Normalisation not applied when searching against tsv_document
doutatsu opened this issue · comments
I am using tsvector column, as outlined in the documentation. As I was comparing the old and new approach, I noticed that the pg rank was different and the difference was in the normalisation. Looking the the generated queries, it does look like normalisation is part of the query in both cases, yet results continue to be different. Changing normalisation on the regular search changes the results, but never on the new search.
original configuration
pg_search_scope :search,
against: { title: 'A', title_en: 'B', title_en_jp: 'C', alt_titles: 'D' },
using: { tsearch: { prefix: true, normalization: 2 } }
and generated query
SELECT
"titles".*
FROM
"titles"
INNER JOIN (
SELECT
"titles"."id" AS pg_search_id,
(
ts_rank(
(
setweight(
to_tsvector(
'simple',
coalesce(
"titles"."title" :: text, ''
)
),
'A'
) || setweight(
to_tsvector(
'simple',
coalesce(
"titles"."title_en" :: text,
''
)
),
'B'
) || setweight(
to_tsvector(
'simple',
coalesce(
"titles"."title_en_jp" :: text,
''
)
),
'C'
) || setweight(
to_tsvector(
'simple',
coalesce(
"titles"."alt_titles" :: text,
''
)
),
'D'
)
),
(
to_tsquery(
'simple', ''' ' || 'Test' || ' ''' || ':*'
)
),
2
)
) AS rank
FROM
"titles"
WHERE
(
(
setweight(
to_tsvector(
'simple',
coalesce(
"titles"."title" :: text, ''
)
),
'A'
) || setweight(
to_tsvector(
'simple',
coalesce(
"titles"."title_en" :: text,
''
)
),
'B'
) || setweight(
to_tsvector(
'simple',
coalesce(
"titles"."title_en_jp" :: text,
''
)
),
'C'
) || setweight(
to_tsvector(
'simple',
coalesce(
"titles"."alt_titles" :: text,
''
)
),
'D'
)
) @@ (
to_tsquery(
'simple', ''' ' || 'Test' || ' ''' || ':*'
)
)
)
) AS pg_search_d011be041e2abd01dae426 ON "titles"."id" = pg_search_d011be041e2abd01dae426.pg_search_id
ORDER BY
pg_search_d011be041e2abd01dae426.rank DESC,
"titles"."id" ASC
and here configuration and query using the tsvectors:
pg_search_scope :search,
against: :tsv_document,
using: {
tsearch: {
prefix: true,
normalization: 2,
tsvector_column: 'tsv_document',
}
}
SELECT
"titles".*
FROM
"titles"
WHERE
"titles"."id" IN (
SELECT
"title_searches"."titles_id"
FROM
"title_searches"
INNER JOIN (
SELECT
"title_searches"."titles_id" AS pg_search_id,
(
ts_rank(
(
"title_searches"."tsv_document"
),
(
to_tsquery(
'simple', ''' ' || 'Test' || ' ''' || ':*'
)
),
2
)
) AS rank
FROM
"title_searches"
WHERE
(
(
"title_searches"."tsv_document"
) @@ (
to_tsquery(
'simple', ''' ' || 'Test' || ' ''' || ':*'
)
)
)
) AS pg_search_581b082c20d9b9515ba8a4 ON "title_searches"."titles_id" = pg_search_581b082c20d9b9515ba8a4.pg_search_id
ORDER BY
pg_search_581b082c20d9b9515ba8a4.rank DESC,
"title_searches"."titles_id" ASC
)
Look closer. In both queries, the third argument to ts_rank
is 2. The normalization is being applied.

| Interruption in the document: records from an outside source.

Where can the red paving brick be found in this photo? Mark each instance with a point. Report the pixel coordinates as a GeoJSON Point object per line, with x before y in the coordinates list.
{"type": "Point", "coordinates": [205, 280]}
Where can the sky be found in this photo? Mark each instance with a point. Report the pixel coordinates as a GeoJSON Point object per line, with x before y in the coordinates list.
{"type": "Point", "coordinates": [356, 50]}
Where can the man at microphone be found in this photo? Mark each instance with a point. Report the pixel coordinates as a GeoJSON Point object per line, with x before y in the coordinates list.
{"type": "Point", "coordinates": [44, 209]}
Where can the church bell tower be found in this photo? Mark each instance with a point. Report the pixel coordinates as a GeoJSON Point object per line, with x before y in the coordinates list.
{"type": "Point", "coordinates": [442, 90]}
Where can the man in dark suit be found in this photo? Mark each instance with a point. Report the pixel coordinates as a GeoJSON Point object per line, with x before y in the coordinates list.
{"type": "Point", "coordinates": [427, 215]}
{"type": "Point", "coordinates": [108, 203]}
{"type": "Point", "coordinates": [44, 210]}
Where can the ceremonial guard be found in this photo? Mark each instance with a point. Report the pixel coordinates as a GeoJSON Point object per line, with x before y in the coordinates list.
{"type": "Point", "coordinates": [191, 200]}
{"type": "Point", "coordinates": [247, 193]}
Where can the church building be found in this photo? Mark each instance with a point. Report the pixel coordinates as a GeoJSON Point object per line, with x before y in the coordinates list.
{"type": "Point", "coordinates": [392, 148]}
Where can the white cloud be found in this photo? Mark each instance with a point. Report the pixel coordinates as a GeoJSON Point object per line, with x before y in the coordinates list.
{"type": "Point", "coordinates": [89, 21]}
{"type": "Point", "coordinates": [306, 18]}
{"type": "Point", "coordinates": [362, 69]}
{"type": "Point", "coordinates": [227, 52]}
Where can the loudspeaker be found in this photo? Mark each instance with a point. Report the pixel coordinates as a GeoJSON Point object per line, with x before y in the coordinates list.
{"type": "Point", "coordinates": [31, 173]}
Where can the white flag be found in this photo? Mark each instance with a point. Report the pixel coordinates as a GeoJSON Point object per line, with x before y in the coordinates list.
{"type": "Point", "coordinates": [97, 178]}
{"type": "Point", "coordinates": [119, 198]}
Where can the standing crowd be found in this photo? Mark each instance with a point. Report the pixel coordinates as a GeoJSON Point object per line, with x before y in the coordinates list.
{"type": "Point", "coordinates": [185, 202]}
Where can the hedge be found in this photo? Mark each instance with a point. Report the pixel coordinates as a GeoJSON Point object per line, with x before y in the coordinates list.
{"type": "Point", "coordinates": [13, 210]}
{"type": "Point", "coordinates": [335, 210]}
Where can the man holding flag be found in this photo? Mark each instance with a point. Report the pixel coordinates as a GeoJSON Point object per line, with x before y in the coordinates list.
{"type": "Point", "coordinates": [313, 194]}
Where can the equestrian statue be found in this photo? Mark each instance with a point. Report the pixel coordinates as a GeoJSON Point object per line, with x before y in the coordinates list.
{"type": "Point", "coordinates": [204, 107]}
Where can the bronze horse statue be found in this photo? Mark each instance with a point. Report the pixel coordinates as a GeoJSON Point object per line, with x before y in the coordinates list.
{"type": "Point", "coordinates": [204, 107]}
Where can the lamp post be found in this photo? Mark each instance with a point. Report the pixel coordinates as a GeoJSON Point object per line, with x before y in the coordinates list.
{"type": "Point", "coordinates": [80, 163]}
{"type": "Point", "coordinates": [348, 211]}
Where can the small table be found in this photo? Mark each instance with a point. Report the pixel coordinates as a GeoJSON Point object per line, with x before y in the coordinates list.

I am aware, that's why I mentioned:
Looking at the generated queries, it does look like normalisation is part of the query in both cases, yet results continue to be different
Meaning even though in both cases normalization is applied, the results are different, while they should be the same.
I have solved the problem a while ago, albeit I don't quite remember how at this point. So it's fine to close this ticket anyway
My educated guess is that you probably originally missed the A/B/C/D weighting when building the tsvector column. It's important to get the correct expression when defining a trigger or generated column to build a tsvector.
I'm glad that you were able to figure it out!